Nelson Mandela reminds me very much of Gandhi. Both grew up rather privileged members of an indigenous population living under colonial rule. Gandhi was an Indian under British rule. Mandela was a black under Apartheid rule in Sud Afrika (South Afrika) where the primarily Dutch Boer descendants ruled. South Africa had long been a colony handed back and forth between empires as a key spot to cross between the Atlantic and Pacific/Indian Oceans. While the Suez Canal diminished this role, diamonds and its location kept it a profitable colony.
Both Mandela and Gandhi became attorneys and worked for the colonial powers. They both gave up these positions and took radical stances with communists and revolutionary organizations. However, both rose above the natural violence of revolution to take the long path, the better path, of peaceful resistance. As a result, both suffered great privations and long prison sentences. In the end, their strength of character won out. They both became legendary leaders, peace makers and fathers of vitally changed countries.
Mandela was an athlete and a great sports fan. How many know that? He forgave his jailors, he impressed fellow inmates, many of which were violent criminals with his wisdom. He was a normal person that could accomplish those things. How many of us, jailed innocently for 27 years would be friends with our guards and violent convicts?

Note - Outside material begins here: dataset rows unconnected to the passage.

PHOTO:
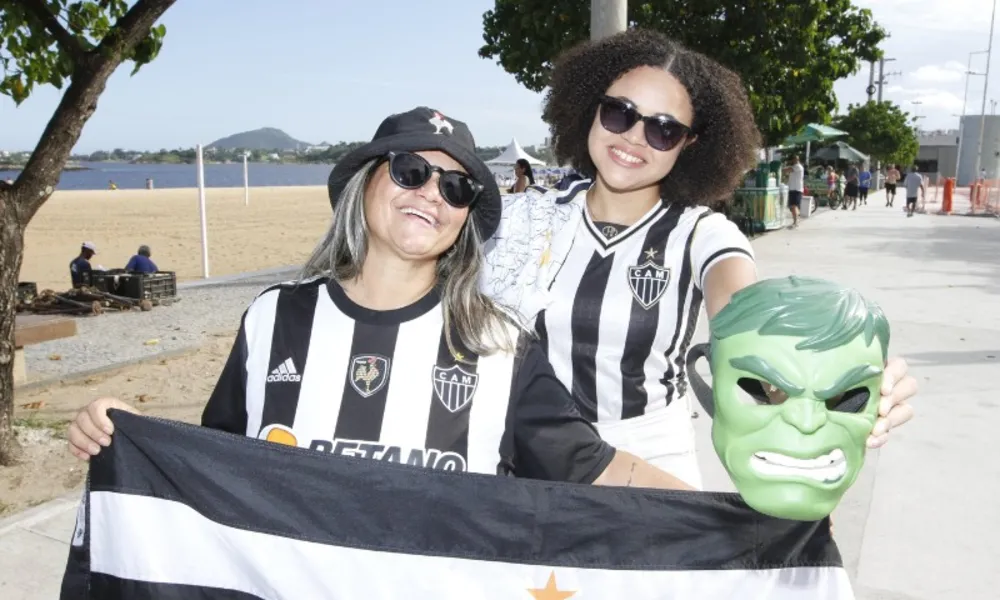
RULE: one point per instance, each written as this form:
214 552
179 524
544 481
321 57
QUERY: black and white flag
177 511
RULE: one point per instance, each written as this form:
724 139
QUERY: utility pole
871 81
961 120
607 17
986 85
882 75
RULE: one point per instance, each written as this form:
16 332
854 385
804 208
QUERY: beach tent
841 151
813 132
512 153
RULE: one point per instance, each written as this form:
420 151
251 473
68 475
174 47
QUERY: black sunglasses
411 171
663 133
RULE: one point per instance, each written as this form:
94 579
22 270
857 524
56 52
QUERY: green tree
82 42
881 130
789 52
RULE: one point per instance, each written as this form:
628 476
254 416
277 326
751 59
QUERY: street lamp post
607 17
961 119
982 116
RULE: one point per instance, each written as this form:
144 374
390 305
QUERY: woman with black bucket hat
613 272
386 349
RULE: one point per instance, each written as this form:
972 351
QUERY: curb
78 376
36 514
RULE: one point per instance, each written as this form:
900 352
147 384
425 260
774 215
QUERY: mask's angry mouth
828 468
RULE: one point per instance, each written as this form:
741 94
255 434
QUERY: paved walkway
922 521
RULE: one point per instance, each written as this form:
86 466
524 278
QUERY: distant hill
267 138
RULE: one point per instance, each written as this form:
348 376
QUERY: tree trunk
20 202
11 251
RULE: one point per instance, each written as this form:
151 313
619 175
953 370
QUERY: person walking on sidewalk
864 183
796 185
891 177
914 182
852 191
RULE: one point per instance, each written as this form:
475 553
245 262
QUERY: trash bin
805 210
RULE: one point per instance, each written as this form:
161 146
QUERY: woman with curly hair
613 271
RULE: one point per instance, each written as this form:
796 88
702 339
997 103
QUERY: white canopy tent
512 153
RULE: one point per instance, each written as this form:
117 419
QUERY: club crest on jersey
368 374
454 387
648 281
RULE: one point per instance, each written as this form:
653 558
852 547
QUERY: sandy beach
280 227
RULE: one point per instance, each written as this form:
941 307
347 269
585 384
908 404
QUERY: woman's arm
552 441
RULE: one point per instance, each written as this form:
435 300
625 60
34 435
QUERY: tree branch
41 173
66 40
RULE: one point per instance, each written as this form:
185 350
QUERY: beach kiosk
761 200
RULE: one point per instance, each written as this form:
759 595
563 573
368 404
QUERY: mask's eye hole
756 391
852 401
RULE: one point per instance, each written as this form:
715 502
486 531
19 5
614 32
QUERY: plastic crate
148 286
107 281
27 291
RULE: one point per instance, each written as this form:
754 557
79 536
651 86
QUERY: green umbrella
841 151
813 132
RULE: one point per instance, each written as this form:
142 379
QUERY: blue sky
330 70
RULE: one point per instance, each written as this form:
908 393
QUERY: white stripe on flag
146 539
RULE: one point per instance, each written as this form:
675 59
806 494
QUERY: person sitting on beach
141 263
387 313
79 267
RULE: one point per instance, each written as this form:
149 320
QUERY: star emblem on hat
441 124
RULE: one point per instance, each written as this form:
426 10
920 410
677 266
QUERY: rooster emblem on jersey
441 124
369 373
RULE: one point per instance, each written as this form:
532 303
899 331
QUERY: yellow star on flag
550 591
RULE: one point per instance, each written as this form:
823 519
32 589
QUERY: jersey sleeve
551 439
227 406
715 239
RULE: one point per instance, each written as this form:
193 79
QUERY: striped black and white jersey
312 369
625 305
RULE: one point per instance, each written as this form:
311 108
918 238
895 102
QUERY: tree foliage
52 42
788 52
41 41
881 130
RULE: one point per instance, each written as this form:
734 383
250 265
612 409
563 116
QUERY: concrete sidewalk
921 520
919 524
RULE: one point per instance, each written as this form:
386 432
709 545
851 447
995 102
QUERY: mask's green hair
825 314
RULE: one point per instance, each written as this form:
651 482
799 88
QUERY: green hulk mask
808 356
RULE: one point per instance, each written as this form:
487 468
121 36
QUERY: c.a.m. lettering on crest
648 282
454 387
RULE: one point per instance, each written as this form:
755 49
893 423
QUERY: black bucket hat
425 129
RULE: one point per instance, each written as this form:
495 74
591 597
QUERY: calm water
129 176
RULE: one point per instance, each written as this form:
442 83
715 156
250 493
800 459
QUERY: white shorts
663 438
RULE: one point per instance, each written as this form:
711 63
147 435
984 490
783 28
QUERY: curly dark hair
706 171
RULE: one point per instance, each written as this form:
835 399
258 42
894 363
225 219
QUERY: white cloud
939 74
933 15
925 100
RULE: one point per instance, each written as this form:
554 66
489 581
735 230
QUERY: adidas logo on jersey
285 372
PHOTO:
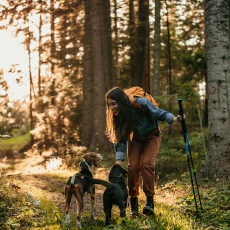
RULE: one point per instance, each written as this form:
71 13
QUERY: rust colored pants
141 155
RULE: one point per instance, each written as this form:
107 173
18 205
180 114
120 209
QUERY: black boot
149 208
134 206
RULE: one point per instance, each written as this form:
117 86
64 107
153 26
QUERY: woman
138 128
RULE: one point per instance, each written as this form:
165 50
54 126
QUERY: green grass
14 142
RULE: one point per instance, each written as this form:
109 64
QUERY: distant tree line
86 47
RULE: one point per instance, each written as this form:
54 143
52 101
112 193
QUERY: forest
74 52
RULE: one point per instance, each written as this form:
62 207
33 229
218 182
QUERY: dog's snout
99 156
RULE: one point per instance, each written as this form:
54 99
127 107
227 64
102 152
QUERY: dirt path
43 184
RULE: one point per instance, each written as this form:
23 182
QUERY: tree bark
117 68
87 114
31 88
217 37
140 54
39 61
170 67
99 77
105 21
132 30
157 49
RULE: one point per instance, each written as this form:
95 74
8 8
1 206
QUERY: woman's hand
178 118
118 162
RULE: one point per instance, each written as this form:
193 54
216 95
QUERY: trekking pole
187 147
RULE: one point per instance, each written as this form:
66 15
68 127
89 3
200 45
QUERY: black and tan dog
78 186
116 192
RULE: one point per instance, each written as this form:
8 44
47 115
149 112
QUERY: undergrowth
14 142
214 211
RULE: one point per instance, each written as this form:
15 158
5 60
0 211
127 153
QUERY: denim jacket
146 121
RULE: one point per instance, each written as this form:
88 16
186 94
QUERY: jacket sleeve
120 151
155 113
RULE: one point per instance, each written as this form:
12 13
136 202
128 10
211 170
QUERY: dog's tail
98 181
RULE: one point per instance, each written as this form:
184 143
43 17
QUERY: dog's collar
90 169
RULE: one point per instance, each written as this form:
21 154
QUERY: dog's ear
124 172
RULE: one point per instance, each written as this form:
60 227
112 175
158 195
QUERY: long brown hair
118 128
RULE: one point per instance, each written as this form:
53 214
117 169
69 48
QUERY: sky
12 52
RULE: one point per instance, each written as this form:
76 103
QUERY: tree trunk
39 62
157 48
99 77
217 37
146 74
140 54
132 30
87 114
117 69
170 67
31 88
105 23
205 114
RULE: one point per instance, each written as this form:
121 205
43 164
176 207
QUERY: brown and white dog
78 186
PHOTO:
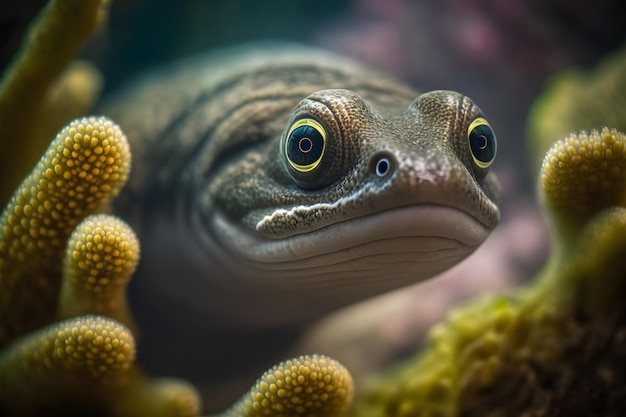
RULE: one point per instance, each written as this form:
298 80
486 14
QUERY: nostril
383 166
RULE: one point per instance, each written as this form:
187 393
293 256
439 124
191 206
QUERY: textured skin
83 168
85 362
229 235
35 81
556 348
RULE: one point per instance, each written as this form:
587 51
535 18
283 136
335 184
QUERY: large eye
305 145
482 142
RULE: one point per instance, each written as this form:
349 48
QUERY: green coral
305 386
524 354
39 78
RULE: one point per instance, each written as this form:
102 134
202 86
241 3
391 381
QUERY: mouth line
424 221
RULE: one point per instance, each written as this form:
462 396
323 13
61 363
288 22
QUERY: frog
273 184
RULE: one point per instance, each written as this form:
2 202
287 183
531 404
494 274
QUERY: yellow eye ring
305 145
482 142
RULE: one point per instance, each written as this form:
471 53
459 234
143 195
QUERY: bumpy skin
575 100
556 348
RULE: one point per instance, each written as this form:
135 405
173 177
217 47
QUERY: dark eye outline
320 129
481 121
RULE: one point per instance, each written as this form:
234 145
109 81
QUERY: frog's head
351 201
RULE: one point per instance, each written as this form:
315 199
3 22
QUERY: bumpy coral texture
305 386
84 167
42 90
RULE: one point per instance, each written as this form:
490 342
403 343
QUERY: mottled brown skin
236 244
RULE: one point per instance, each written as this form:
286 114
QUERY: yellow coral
524 354
101 256
53 40
83 168
63 361
306 386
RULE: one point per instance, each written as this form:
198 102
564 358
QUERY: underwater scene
352 208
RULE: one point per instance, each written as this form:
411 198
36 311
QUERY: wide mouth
428 227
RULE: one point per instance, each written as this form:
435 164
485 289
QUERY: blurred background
501 53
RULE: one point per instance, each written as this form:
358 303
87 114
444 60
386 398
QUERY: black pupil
482 143
382 167
305 145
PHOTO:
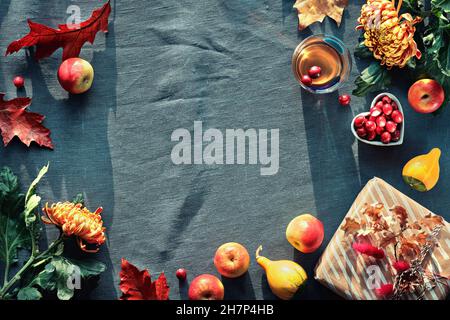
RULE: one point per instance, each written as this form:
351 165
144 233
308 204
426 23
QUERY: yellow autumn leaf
310 11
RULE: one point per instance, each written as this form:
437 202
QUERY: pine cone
388 36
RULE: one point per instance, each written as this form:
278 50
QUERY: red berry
375 111
361 132
371 135
19 82
401 266
379 104
344 100
370 118
379 130
306 80
391 126
314 71
385 137
396 135
370 126
397 116
381 121
385 290
387 109
359 121
181 274
386 99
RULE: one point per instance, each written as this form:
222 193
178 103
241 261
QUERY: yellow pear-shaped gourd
422 172
285 277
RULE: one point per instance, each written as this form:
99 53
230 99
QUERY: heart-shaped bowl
379 143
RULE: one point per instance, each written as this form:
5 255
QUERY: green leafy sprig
433 39
20 228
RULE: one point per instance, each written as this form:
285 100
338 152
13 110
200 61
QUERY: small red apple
232 260
19 81
76 75
305 233
206 287
426 96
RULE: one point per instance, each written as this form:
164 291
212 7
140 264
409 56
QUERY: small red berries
19 81
181 274
397 116
391 126
344 100
385 290
314 71
382 123
386 137
306 80
387 109
370 126
359 121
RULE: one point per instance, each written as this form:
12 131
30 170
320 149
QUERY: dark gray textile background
164 65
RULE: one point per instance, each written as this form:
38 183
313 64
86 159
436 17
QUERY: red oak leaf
69 37
385 290
27 126
401 266
137 285
368 249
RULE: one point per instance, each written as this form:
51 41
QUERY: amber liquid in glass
326 57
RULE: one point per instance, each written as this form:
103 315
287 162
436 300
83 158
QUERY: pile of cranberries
383 123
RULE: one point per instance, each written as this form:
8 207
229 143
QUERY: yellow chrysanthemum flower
390 37
74 219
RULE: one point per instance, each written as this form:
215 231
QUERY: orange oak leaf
350 226
401 215
69 37
430 221
137 285
310 11
15 120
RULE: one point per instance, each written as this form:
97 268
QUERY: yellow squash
422 172
285 277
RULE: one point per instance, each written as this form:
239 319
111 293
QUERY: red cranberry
396 135
181 274
375 111
379 104
359 121
344 100
361 132
314 71
397 116
306 80
371 135
381 121
386 99
379 130
370 126
387 109
386 137
391 126
19 81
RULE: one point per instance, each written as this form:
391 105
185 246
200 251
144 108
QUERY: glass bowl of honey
327 52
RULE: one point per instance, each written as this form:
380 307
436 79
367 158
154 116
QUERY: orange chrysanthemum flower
74 219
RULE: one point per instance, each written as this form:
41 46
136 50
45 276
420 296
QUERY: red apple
426 96
305 233
206 287
76 75
232 260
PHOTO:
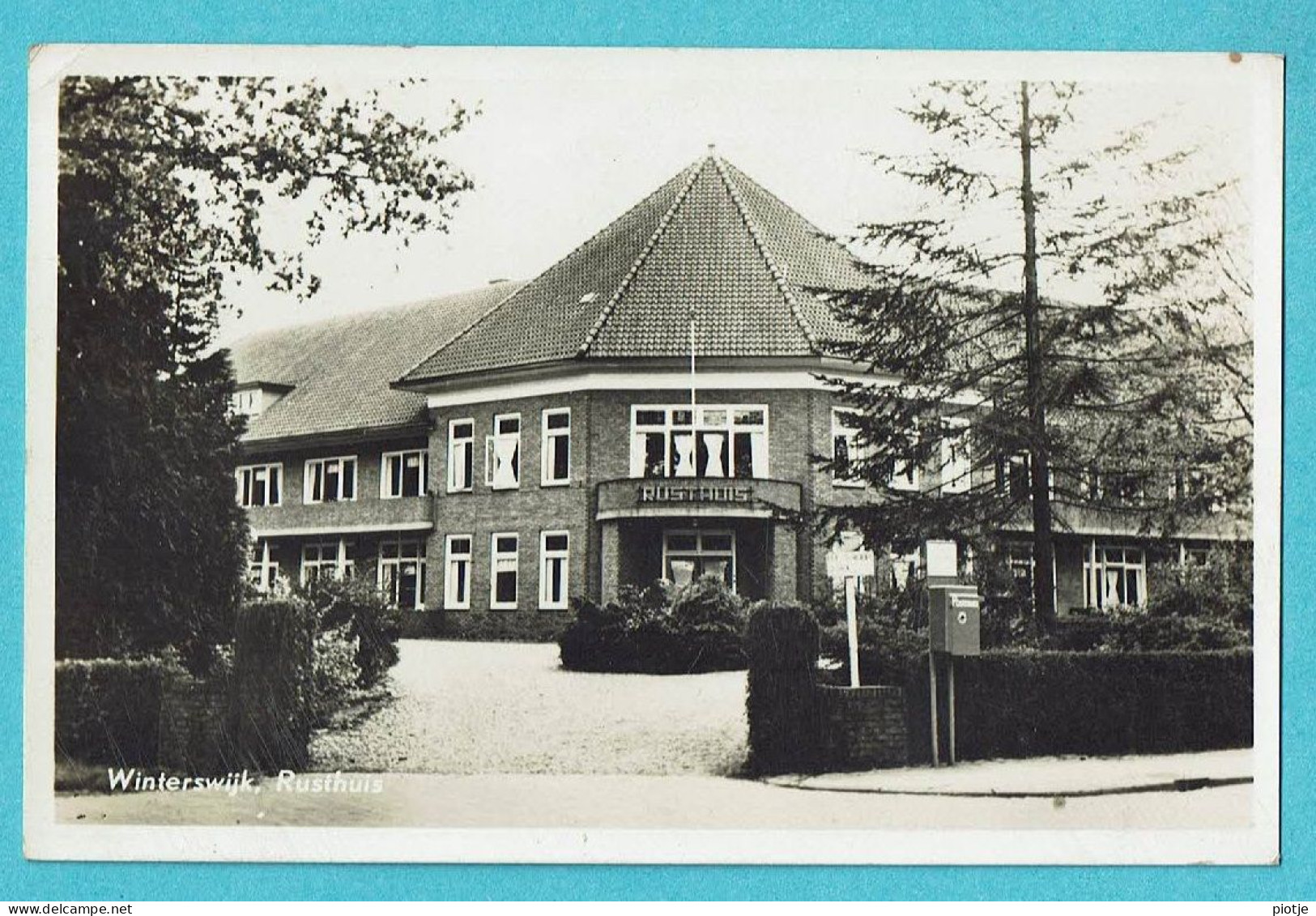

Still, it is not these achievements that raise them in my estimation, it is their flaws. They made mistakes. Gandhi tried to keep India together but could not. Violence between Hindus and Muslims caused a separation with Muslims creating Pakistan and Hindus staying in India. The resulting shift in population caused massive violence and permanent foes. Other sectarian and separatist violence continues and India has yet to pull itself out of lesser developed status and a strict caste system.
Similarly, while Mandela did great things, he also negotiated the Lockerbie Air Bombing terrorist’s release from Britain to Libya. He implemented many reforms but most black South Africans remain in poverty and segregated. I am sure like all human beings, both Gandhi and Mandela suffered from anger, greed, misjudgments, doubt and carnal desires. It is because they faced these and made such a dramatic difference at great cost to themselves and their lives that I believe they are great.
As we honor Nelson Mandela upon his death, it is natural to say only good things about him. As we move on, I think we honor him more by realizing he was a flawed man just like the rest of us who accomplished great things. I think it is more impressive for ordinary men to achieve than for us to believe somehow they were saints or started with more than us, had more character. No. They simply did more with what we all start with – simple humanity, vices and all.
None of us have excuses. These men were not saints, they were sinners like the rest of us. They were better because they overcame obstacles that would leave many of us whining and feeling sorry for ourselves. We need to remember that fact as much as the good they accomplished.